For those of you who are fashionista’s of Vivienne Westwood’s global empire I imagine that as a landlord one could only dream of the prestige of being one or more of her landlords (consider one’s image daaaahrling) and the unimaginative wealth of interest it would generate in the property investment market, in your portfolio. Well, think again as one investor discovered when, in an attempt to woo the mighty lady, an enticement of a substantially reduced rent was offered on a prestigious shop location.
However the rent was reduced not in the lease but by way of a side letter, which was expressed to be personal to the tenant (ie not passing on the rent reduction to any subsequent tenant). One of the seams of the side letter (pun intended) was that the rent reduction would only take effect if the majestical dame continued to pay the rent on time (among other conditions).
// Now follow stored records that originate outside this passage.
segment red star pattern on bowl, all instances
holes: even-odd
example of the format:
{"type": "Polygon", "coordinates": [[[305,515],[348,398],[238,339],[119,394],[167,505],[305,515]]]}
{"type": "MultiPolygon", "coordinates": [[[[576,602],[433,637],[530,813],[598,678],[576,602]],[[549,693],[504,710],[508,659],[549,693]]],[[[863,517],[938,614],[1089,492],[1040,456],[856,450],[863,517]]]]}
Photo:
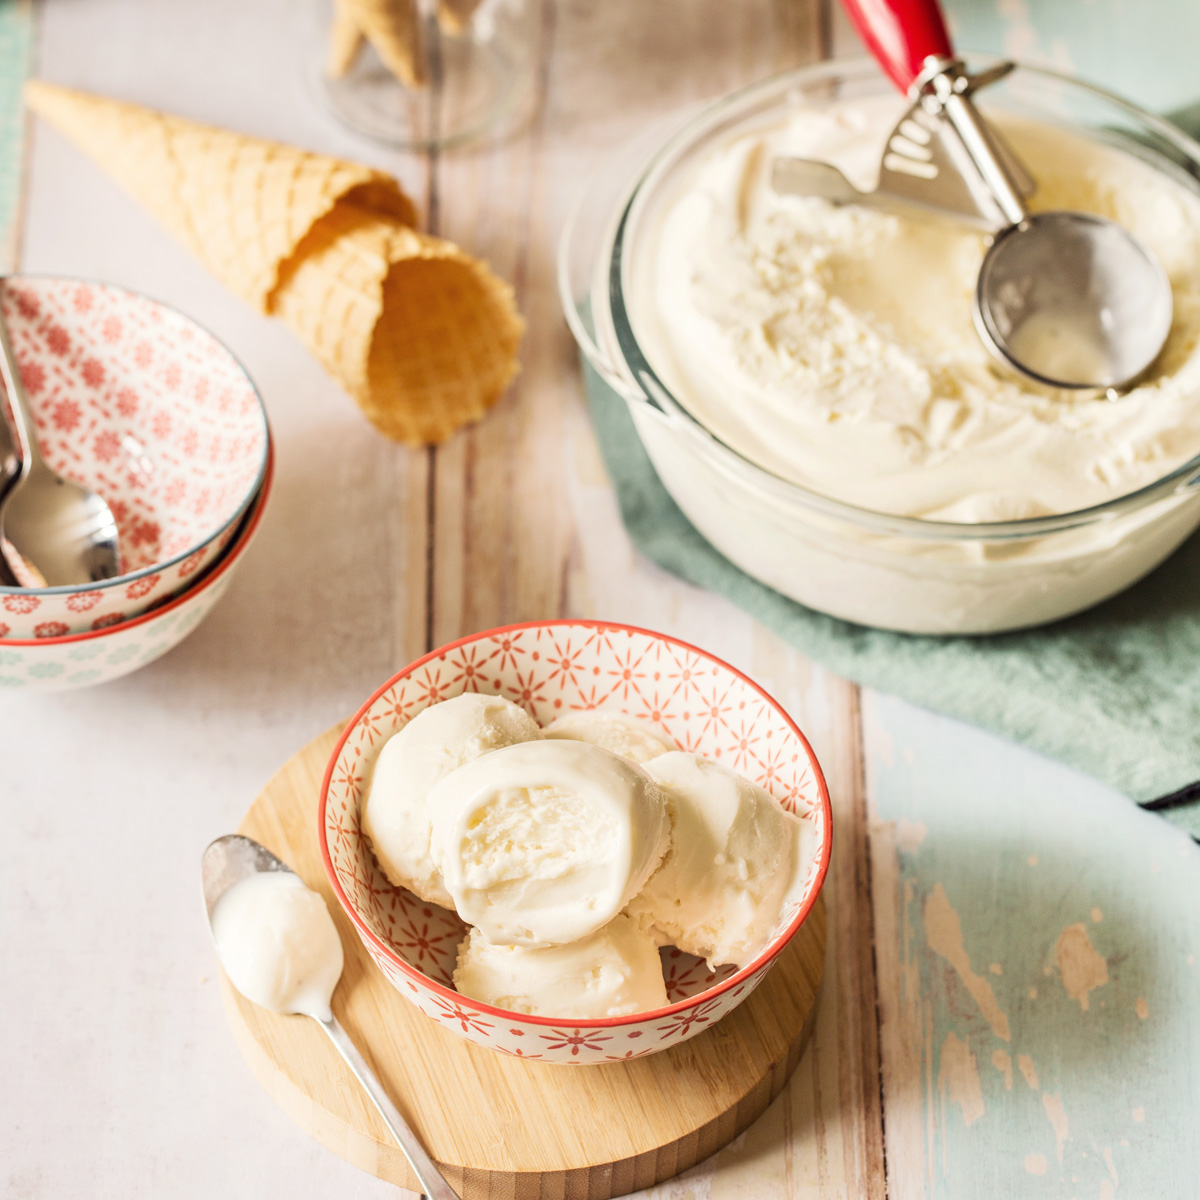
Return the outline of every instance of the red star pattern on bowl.
{"type": "Polygon", "coordinates": [[[0,303],[42,452],[108,501],[124,571],[33,597],[0,588],[0,639],[35,637],[48,622],[82,633],[113,614],[129,620],[229,545],[266,468],[258,394],[211,334],[122,288],[9,276],[0,303]],[[14,599],[33,599],[36,618],[14,599]]]}
{"type": "Polygon", "coordinates": [[[746,999],[807,917],[825,879],[829,793],[804,735],[761,688],[684,642],[628,626],[546,621],[464,638],[389,680],[347,726],[330,759],[318,837],[334,893],[371,957],[427,1016],[489,1049],[544,1062],[640,1057],[711,1028],[746,999]],[[809,827],[808,860],[763,952],[739,970],[662,951],[669,1006],[567,1022],[495,1008],[453,990],[466,925],[458,915],[393,887],[358,826],[359,802],[384,742],[430,704],[465,691],[503,695],[541,724],[600,708],[653,726],[683,748],[724,762],[765,787],[809,827]]]}

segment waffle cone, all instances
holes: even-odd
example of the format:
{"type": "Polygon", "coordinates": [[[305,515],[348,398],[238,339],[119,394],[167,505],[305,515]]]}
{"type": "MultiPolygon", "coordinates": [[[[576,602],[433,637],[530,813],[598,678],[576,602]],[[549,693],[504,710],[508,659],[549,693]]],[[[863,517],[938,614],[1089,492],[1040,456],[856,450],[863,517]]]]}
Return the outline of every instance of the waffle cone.
{"type": "Polygon", "coordinates": [[[279,315],[382,433],[445,441],[517,373],[512,289],[451,242],[339,206],[279,291],[279,315]]]}
{"type": "Polygon", "coordinates": [[[480,0],[440,0],[438,24],[446,33],[462,33],[471,23],[480,0]]]}
{"type": "Polygon", "coordinates": [[[362,44],[362,30],[354,14],[345,5],[335,5],[333,24],[329,27],[329,58],[325,63],[325,73],[331,79],[340,79],[354,65],[362,44]]]}
{"type": "Polygon", "coordinates": [[[39,81],[27,84],[25,95],[227,287],[264,312],[272,311],[301,243],[339,203],[416,220],[394,179],[358,163],[39,81]]]}
{"type": "Polygon", "coordinates": [[[425,82],[416,0],[337,0],[338,19],[352,21],[401,83],[425,82]]]}
{"type": "Polygon", "coordinates": [[[27,95],[218,278],[282,317],[388,437],[443,441],[516,374],[512,289],[411,228],[390,176],[49,84],[27,95]]]}

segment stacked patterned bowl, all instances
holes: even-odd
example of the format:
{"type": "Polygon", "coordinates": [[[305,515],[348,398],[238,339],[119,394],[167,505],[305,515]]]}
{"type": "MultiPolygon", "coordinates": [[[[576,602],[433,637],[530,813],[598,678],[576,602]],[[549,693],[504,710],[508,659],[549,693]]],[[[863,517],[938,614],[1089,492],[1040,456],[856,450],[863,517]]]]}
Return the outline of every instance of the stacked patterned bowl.
{"type": "Polygon", "coordinates": [[[10,276],[0,303],[42,452],[108,502],[122,560],[100,583],[0,586],[0,687],[103,683],[178,644],[228,587],[270,490],[266,414],[233,355],[156,301],[10,276]]]}

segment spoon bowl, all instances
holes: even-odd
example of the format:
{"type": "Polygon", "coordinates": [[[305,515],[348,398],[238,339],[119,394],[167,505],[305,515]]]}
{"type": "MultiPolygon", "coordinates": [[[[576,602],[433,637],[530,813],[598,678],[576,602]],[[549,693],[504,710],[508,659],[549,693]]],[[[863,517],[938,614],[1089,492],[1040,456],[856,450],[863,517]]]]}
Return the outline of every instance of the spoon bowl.
{"type": "Polygon", "coordinates": [[[225,895],[235,883],[241,883],[251,875],[264,871],[286,871],[289,875],[295,872],[270,850],[253,838],[243,837],[240,833],[226,834],[215,842],[210,842],[200,860],[201,883],[204,888],[204,909],[208,914],[209,928],[212,928],[213,909],[217,901],[225,895]]]}
{"type": "Polygon", "coordinates": [[[0,548],[22,587],[72,587],[121,574],[112,509],[40,460],[0,503],[0,548]]]}
{"type": "MultiPolygon", "coordinates": [[[[200,874],[204,890],[204,907],[208,915],[209,932],[213,933],[213,913],[221,898],[237,884],[254,875],[295,872],[283,859],[271,853],[253,838],[238,833],[227,834],[211,842],[201,859],[200,874]]],[[[214,934],[214,942],[215,942],[214,934]]],[[[231,981],[232,982],[232,981],[231,981]]],[[[426,1153],[417,1135],[392,1103],[383,1085],[358,1052],[346,1031],[332,1014],[328,1017],[312,1012],[297,1012],[296,1016],[311,1017],[325,1031],[337,1052],[354,1073],[370,1097],[384,1124],[391,1130],[396,1144],[404,1152],[427,1200],[461,1200],[446,1182],[433,1159],[426,1153]]]]}
{"type": "Polygon", "coordinates": [[[1166,272],[1127,230],[1041,212],[992,243],[974,317],[989,349],[1039,383],[1117,390],[1158,357],[1172,307],[1166,272]]]}
{"type": "Polygon", "coordinates": [[[8,392],[21,467],[0,500],[0,553],[23,587],[72,587],[121,574],[117,522],[103,498],[52,470],[0,308],[0,377],[8,392]]]}

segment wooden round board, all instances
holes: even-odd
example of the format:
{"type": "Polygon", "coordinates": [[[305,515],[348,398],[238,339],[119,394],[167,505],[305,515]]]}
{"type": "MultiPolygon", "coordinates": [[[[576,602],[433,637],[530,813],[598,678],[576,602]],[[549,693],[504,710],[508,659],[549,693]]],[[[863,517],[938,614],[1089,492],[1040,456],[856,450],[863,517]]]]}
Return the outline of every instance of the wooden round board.
{"type": "MultiPolygon", "coordinates": [[[[317,795],[339,732],[284,765],[240,832],[325,897],[346,951],[334,1012],[464,1200],[606,1200],[650,1187],[720,1149],[778,1095],[812,1029],[825,958],[822,900],[757,990],[673,1049],[568,1067],[471,1045],[388,983],[333,898],[317,846],[317,795]]],[[[416,1190],[316,1022],[259,1008],[225,979],[222,994],[243,1056],[280,1108],[342,1158],[416,1190]]]]}

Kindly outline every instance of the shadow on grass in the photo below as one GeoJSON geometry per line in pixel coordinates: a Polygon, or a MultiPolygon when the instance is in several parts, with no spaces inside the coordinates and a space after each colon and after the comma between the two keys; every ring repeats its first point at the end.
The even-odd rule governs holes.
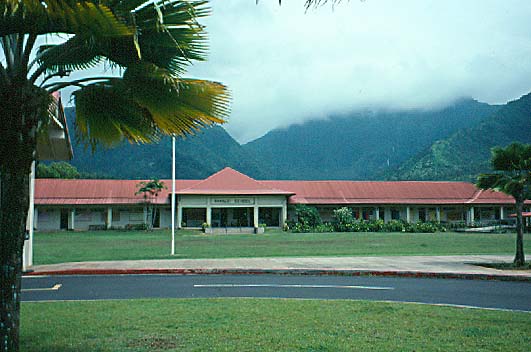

Needless to say the tenant’s accounts department caught a stitch (sorry) and did, on one occasion, pay the rent slightly behind the appointed time with the result that the landlord, clad in denim and studs (never let the truth get in the way of a good story) immediately demanded the full rent payable.
After much wailing, gnashing of teeth and legal Wranglering (nearly back on the denim theme then) the court held the side letter to be flawed because it created a primary obligation on the tenant to pay the rent at a reduced rate rather than at the rate stated in the lease.
The main thread of this story then is to make sure any amendments you want to make are either in the lease or by a deed of variation, otherwise you may well find yourself creating something you had not intended.